Falling Home Prices Spur a Return to Normalcy in Affordability in Southern California

By
Real Estate Agent with The Mills Team
Economists and housing market analysts say that with home prices comparable to 2002 and continuing to fall, we could be in for a lengthy period of fairly affordable housing. Typical prices of homes are currently below historical averages in comparison with incomes making them affordable to more buyers than any time since 2000. And if unemployment continues to rise, prices should drop even further.

The median sales price for homes in the South California area in January was 250k, a 40 percent drop from January a year ago, according to a report released Thursday by MDA DataQuick. The falling prices are largely attributable to an increase in foreclosed homes, which represented about sixty percent of January’s sales. Experts say that prices should continue the current trend, falling another 25 to 30 percent before stabilizing. Unemployment claims have been historically high in recent months, which should contribute to the continued dropping in home prices, as people already unemployed or in fear of layoffs are unwilling to buy a home. One analyst predicts that the trend in falling home prices will continue until the middle of 2010. He predicts that In Los Angeles the trend could continue into 2012. The last time LA area home affordability was normal in ‘92, prices continues to drop until ‘97. The La Jolla real estate market has also benefited from falling home prices, as there has never been a better time to purchase a home in La Jolla. La Jolla condos have also hit price drops that we have not seen in years. In addition, many experts are saying that the La Jolla and San Diego real estate market have possibly hit bottom and are beginning to show signs of recovery.

In contrast, the price of homes in higher income areas tend to drop more slowly during a recession as those homeowners are more secure and less affected by foreclosure avoid being compelled to sell their homes. Homes sales in the affluent areas of Bel-Air, Beverly Hills, Santa Monica, Laguna Beach and Newport Beach were all significantly below average as prices have not dropped significantly so the areas have not benefited from the bargain hunting atmosphere that has boosted sales in less affluent areas in recent months.

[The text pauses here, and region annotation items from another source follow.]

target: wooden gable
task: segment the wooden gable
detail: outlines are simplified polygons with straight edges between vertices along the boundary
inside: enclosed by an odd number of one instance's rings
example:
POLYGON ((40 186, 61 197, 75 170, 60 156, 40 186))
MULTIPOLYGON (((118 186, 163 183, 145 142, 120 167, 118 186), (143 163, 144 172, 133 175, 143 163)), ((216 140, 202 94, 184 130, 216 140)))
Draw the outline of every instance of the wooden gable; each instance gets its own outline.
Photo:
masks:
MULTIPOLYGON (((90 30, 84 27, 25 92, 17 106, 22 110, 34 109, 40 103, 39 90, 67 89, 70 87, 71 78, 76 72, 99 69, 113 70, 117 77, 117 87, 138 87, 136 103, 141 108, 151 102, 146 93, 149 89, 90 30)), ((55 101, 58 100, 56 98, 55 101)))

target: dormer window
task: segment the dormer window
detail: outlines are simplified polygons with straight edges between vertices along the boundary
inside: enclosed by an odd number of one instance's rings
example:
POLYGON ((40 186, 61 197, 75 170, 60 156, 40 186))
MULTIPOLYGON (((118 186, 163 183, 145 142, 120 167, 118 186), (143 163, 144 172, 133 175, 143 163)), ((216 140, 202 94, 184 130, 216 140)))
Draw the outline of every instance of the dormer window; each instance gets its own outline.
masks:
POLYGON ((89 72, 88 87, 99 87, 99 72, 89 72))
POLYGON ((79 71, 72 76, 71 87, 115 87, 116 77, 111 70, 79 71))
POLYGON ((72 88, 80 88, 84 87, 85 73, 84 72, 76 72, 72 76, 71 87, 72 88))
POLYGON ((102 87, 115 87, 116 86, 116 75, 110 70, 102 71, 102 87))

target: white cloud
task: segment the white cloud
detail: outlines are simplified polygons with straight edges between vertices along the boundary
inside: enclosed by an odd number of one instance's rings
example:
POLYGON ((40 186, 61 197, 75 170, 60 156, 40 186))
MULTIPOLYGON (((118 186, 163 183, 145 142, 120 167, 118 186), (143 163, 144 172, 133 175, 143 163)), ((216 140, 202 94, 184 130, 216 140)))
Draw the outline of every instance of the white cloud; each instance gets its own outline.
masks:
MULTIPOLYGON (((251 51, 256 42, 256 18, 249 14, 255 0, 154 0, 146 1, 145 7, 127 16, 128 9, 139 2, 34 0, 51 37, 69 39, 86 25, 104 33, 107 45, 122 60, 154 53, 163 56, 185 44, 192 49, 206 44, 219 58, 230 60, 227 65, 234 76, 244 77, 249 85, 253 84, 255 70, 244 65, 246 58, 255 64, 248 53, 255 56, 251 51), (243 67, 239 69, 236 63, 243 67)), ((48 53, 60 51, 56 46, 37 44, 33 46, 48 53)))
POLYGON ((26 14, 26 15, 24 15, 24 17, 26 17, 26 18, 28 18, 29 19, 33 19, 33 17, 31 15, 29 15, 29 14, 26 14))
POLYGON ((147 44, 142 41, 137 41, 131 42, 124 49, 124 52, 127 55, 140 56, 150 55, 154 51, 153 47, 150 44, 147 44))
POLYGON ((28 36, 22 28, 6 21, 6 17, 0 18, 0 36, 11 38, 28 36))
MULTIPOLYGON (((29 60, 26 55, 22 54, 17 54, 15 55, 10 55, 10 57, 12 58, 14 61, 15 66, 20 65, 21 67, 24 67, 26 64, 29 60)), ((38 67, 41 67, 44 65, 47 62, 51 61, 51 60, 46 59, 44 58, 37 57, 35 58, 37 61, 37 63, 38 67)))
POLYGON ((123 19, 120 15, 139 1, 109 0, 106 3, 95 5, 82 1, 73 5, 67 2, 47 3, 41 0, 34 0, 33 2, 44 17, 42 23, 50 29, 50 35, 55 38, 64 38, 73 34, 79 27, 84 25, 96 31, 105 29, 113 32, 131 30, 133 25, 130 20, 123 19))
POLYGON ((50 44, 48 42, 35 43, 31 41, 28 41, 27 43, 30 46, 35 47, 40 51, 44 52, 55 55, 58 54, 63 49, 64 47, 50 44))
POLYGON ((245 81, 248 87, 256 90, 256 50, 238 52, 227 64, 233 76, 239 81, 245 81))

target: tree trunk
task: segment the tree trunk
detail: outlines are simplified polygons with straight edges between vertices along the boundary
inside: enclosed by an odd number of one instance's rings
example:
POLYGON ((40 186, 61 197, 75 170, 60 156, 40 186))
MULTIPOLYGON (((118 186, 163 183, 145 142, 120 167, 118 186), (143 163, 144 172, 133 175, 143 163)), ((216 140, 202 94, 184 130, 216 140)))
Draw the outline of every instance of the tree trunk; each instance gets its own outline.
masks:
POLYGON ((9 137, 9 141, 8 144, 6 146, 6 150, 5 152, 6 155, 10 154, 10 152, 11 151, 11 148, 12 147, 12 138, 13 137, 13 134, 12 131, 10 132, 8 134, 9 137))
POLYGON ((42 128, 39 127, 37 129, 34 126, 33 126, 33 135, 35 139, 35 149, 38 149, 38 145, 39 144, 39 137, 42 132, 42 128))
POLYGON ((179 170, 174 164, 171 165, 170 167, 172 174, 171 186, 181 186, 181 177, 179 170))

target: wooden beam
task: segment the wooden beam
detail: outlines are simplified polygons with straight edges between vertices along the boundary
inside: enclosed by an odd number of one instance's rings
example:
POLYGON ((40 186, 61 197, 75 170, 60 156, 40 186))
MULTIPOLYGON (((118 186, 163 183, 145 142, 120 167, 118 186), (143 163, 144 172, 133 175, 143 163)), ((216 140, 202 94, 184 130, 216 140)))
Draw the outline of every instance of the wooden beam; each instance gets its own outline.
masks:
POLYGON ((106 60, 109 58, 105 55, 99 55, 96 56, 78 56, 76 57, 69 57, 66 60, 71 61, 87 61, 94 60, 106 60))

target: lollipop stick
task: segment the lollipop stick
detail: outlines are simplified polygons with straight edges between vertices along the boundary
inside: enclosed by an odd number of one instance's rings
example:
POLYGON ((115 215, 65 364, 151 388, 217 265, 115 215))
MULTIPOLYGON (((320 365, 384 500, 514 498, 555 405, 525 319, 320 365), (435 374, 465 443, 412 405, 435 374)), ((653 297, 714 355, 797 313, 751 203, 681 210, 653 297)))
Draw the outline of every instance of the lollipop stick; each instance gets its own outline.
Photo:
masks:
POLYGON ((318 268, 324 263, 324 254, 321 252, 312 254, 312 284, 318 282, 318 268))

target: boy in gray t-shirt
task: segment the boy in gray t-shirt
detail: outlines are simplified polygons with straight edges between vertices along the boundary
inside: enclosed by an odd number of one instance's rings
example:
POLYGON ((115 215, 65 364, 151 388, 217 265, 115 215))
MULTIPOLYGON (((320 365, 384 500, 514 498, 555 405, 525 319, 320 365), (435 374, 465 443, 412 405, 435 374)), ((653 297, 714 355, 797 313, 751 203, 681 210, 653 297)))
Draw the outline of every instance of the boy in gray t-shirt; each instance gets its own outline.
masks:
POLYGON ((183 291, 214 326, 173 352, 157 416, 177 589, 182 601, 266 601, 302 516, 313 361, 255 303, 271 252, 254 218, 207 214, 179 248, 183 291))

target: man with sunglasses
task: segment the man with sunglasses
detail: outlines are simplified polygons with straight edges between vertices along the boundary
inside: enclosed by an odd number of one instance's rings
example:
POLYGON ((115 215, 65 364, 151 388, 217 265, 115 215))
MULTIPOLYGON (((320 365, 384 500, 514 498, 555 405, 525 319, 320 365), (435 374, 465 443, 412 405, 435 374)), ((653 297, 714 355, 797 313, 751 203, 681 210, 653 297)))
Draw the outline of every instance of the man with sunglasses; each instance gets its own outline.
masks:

As home prices and mortgage rates continue to drop, affordability is on the rise. DataQuick of San Diego reports that the average monthly mortgage payment for homeowners in Southern California in January was $1081 as compared with $1239 in December ‘08 and $1940 January of last year. Allowing for adjustments for inflation, average payments are currently 51 percent lower than those from the spring of ‘89, considered the peak of the last real estate cycle and almost 60% lower than the current cycle‘s peak, June of ‘06.

The median price of homes sold dropped significantly in all counties in the Southern California area. The lowest median price of homes reported was San Bernardino County (162k) and Riverside County(195k) due to mass foreclosures. L.A. County’s median price(300k) was down 35 percent from January last year as was San Diego County’s median of 280k. Ventura County’s median dropped 30 percent to 335k and Orange County’s fell 29% to 370k.